I had no idea what we’d find, though I did have vague wish-list. The cross Santa Claus face from a Bartmann jug, a wig curler, a shard of Roman Samian ware, or a bone hair pin would make my day. I didn’t find any of those things, but there was plenty to interest and here is the first of what I’ve so far identified.

The area we looked at seemed to be mainly medieval. No idea how it is that certain stretches of the shore gather objects from particular eras, but that seems to be the way it is.


One of the first objects I picked up was the foot of a medieval cooking pot, possibly 15th century, with traces of soot still on it. At one time, it probably looked like the one below and would have sat in the embers of the cooking fire.



Next was the bunghole from a medieval drink container, which would likely have held beer or cider. I first saw these on one of Richard Hemery’s excellent videos, where he describes mudlarking pieces and places them in their proper historical contexts. The inside looks like this –


I found a picture of an entire cistern which looks like it could have been similar to my find.

cisternLondon redware cistern, 1440-1600

There was a lot of what could loosely be called ‘red ware’ on the shore and this piece caught my eye.


The pattern was formed by a long-dead potter’s thumb, which made it feel close. It took me a while to find out what it might have been until I came across an entry on the Portable Antiquities Scheme website of a similar item, described as ‘A single rim sherd of a large 16th century vessel, possibly a pancheon [dough mixing pot] or cooking pot’. This site contains a database of hundreds of thousands of images and descriptions of objects and is a useful resource.

The inside of it was glazed.


One shard looked more modern, but on tracking it down it could well be a piece of a salt-glazed German drinking mug or jug from around the 15th century.



At one time, it might have looked something like this:

German stoneware vessels, 15/16th C.

The foreshore in the area we looked in was scattered with shards of medieval green-glazed pottery and one piece caught my eye. I wasn’t sure it was medieval to start with because it was quite a bright green. It had a point on it.


Which was definitely not just a chip because it was glazed.


And the clay seemed to have been folded.


I searched using every descriptive term I could think of, but the only thing that came close was a Surrey/Hampshire border ware chafing dish, 1480-1680. This one I posted to the Facebook group and it was agreed that it was a section of a dish that could well have looked something like this:


The final object of this blog had me puzzled for days. Initially I thought it might be what’s called a ‘strap handle’, as it is obviously strap-like rather than round, because it looked a bit like another piece I’d seen.


The clay was distinctly gritty, so it could be quite old, and it was only scored on one side. Parts of it appeared to be soot stained.
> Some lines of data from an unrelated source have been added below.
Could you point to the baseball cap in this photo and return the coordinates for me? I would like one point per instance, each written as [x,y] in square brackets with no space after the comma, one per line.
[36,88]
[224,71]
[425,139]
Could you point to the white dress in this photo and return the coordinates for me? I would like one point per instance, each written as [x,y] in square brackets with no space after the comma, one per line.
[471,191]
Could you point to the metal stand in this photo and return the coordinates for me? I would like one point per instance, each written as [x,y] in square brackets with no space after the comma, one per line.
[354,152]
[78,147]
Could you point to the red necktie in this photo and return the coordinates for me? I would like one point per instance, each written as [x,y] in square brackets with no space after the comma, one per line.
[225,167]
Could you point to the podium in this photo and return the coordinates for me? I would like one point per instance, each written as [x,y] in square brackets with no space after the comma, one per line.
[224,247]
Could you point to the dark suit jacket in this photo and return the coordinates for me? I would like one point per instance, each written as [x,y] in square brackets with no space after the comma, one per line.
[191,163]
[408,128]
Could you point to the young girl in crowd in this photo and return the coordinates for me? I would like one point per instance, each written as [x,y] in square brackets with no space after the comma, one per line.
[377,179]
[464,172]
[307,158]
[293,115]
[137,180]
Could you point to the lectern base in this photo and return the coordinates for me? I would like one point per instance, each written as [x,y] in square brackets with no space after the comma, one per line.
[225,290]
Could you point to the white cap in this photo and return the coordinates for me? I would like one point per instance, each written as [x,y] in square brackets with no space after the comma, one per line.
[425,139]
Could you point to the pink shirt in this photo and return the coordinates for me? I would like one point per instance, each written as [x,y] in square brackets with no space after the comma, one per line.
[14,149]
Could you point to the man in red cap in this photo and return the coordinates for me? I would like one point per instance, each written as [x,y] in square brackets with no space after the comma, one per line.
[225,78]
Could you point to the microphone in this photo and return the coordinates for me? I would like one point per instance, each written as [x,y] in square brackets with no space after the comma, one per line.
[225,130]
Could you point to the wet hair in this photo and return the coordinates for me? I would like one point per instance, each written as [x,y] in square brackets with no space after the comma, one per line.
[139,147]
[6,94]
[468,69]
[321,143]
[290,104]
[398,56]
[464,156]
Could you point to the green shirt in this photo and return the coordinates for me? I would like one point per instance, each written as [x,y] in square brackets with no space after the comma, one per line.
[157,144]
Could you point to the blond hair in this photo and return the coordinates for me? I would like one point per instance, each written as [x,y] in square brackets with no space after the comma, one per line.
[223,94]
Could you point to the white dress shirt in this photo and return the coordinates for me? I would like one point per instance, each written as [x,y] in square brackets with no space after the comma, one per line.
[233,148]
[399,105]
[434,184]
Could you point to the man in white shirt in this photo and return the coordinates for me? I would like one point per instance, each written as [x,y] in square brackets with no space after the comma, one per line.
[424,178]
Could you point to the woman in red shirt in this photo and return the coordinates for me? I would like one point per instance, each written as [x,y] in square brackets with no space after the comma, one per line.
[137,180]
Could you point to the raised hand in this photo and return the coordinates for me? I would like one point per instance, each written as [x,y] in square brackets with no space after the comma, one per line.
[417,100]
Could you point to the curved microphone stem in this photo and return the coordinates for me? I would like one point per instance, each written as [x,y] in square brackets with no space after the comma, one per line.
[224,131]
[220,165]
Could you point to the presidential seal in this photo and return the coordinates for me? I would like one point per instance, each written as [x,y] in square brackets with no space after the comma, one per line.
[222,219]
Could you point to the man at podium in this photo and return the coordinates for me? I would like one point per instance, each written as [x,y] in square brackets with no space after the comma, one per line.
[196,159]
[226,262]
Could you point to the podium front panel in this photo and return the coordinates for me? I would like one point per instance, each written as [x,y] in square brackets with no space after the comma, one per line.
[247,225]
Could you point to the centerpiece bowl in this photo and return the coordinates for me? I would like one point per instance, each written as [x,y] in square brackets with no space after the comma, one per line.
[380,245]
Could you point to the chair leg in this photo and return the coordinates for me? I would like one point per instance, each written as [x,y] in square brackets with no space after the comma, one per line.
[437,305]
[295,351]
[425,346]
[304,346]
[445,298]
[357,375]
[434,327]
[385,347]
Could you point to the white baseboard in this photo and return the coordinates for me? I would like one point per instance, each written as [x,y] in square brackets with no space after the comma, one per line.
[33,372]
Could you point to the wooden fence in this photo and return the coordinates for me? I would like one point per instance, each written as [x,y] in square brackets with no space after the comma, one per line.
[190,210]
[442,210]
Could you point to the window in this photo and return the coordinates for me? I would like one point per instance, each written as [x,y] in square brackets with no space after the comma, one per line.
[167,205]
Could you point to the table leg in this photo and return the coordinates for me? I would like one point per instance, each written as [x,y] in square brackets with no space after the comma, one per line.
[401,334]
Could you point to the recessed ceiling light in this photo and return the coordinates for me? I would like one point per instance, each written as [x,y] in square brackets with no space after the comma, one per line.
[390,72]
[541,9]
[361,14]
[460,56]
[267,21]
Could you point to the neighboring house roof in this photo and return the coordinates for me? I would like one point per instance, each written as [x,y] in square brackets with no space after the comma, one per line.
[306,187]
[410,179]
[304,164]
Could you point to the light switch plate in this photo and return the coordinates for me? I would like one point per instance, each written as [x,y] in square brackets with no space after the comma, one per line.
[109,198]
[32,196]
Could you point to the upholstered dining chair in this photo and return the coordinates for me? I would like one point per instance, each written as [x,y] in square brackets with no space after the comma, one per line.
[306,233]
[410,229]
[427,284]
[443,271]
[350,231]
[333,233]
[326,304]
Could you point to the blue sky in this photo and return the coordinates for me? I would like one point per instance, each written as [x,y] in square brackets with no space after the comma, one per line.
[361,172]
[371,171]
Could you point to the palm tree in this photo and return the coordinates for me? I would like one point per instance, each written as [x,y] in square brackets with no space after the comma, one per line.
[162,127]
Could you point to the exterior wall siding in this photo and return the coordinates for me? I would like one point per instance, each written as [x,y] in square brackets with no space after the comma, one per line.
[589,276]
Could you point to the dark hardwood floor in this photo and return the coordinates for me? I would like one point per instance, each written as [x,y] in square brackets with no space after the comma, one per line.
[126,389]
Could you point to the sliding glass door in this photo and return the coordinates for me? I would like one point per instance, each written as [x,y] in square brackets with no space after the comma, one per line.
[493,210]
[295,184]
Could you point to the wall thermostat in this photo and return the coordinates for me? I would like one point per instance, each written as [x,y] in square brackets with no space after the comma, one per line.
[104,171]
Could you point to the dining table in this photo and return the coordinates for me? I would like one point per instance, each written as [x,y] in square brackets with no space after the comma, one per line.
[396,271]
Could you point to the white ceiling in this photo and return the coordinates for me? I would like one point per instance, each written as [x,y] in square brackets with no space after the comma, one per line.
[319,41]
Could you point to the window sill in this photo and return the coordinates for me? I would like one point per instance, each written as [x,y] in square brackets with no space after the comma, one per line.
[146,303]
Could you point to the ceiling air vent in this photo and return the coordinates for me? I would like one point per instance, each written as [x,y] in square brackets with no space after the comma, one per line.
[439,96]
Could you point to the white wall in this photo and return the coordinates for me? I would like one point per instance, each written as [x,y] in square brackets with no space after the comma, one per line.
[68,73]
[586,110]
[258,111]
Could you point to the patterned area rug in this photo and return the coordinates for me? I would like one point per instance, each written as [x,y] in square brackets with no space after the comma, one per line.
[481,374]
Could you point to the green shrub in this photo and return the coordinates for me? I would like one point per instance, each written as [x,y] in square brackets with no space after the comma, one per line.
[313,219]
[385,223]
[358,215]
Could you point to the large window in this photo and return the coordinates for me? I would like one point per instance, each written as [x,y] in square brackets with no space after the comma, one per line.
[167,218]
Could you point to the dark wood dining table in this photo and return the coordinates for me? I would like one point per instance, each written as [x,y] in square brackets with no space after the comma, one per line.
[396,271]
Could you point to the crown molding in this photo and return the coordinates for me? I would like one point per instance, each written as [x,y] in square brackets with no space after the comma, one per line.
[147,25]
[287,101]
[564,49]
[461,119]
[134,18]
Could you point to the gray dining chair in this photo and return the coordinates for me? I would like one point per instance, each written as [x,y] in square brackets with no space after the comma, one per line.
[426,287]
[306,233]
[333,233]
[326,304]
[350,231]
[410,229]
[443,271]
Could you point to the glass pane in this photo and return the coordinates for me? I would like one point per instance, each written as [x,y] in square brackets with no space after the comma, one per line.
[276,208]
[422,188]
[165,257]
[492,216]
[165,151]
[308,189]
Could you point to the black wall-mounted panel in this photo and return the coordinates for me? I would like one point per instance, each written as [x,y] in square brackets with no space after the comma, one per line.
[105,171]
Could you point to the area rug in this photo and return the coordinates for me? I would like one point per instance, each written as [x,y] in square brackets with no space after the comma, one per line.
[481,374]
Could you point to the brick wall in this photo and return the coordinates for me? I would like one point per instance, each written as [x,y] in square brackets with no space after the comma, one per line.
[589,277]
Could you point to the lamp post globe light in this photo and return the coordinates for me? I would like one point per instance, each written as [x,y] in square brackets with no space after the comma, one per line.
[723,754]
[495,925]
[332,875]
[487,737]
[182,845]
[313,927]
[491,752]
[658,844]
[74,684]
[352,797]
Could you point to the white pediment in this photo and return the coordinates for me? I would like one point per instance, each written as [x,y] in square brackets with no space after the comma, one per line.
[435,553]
The ‘top’ bore traces of a mottled green glaze. I was a bit stumped so asked again of the mudlarking community and was told by Richard Hemery that it was very likely Coarse Border Ware dating from 1380-1450 and that it would have been part of a large cooking pot like the one below. The scores were to prevent such a thick item from cracking and breaking in the kiln. The oldest find yet and so tantalising to wonder when it was used and what might have been cooked in it.

cauldron leg

That’s it for today. Next I shall be attempting to identify some of the green-glazed pieces.